Leon Panetta, who served as defense secretary, CIA director and White House chief of staff for Democratic presidents, said, “We’re in a constant state of chaos right now in this country.” He added, “While it may satisfy [Trump’s] need for attention, it’s raising hell with the country.”
Putin must love these Trumpertantrums. He already got a big gift with the Syria surrender. All the ” adults in the room” have left the building. The guardrails are gone. What’s left? None of the folks left are likely to do the 25th Amendment. This is getting stomach wrenching and this AP article describes the vestiges of those media memes.
Mattis will be the last to go, and his abrupt resignation Thursday marks the end of the “contain and control” phase of Trump’s administration — one where generals, business leaders and establishment Republicans struggled to guide the president and curb his most disruptive impulses. They were branded in Washington as the “troika of sanity,” the “axis of adults” and the “committee to save America.”
But as Trump careens toward his third year in office, their efforts are in tatters and most are out of a job.

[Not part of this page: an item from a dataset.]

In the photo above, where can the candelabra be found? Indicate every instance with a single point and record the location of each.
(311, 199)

The early consequences of the new era were already apparent at year’s end, with Trump on the verge of a government shutdown over the advice of GOP leaders and ordering the withdrawal of U.S. troops from Syria over Mattis’ objections. A similar pull-back in Afghanistan appeared to be in the works. The financial markets, spooked by uncertainty from a nearly yearlong trade war, tanked.
“We are headed toward a series of grave policy errors which will endanger our nation, damage our alliances & empower our adversaries,” Sen. Marco Rubio, R-Fla., tweeted after Mattis’ resignation.
The shrinking circle around Trump is now increasingly dominated by a small cadre of longtime Trump loyalists and family members, ex-Fox News talent and former GOP lawmakers who were backbenchers on Capitol Hill before being elevated by the president. Attracting top flight talent will only get more difficult as more investigations envelop the White House once Democrats take over the House in January.
To some of Trump’s most ardent supporters, the exodus leaves the president with a team that is more in line with his hardline campaign promises. They viewed some of his early advisers as obstacles to enacting the unabashed nationalist agenda they believe Trump had been elected to implement.
These are really trying days but the new light is coming. Maybe that will be in an Omen. I mean this has always been the ancient symbolism of winter. It’s long, dark, and cold wait but with some good food, friends, and fun then we can wait it out. That’s always my question these days thought. How long can we wait this out because things are getting super crazy out there.
What’s on your reading and blogging list today? Have a warm and snug longest night!!!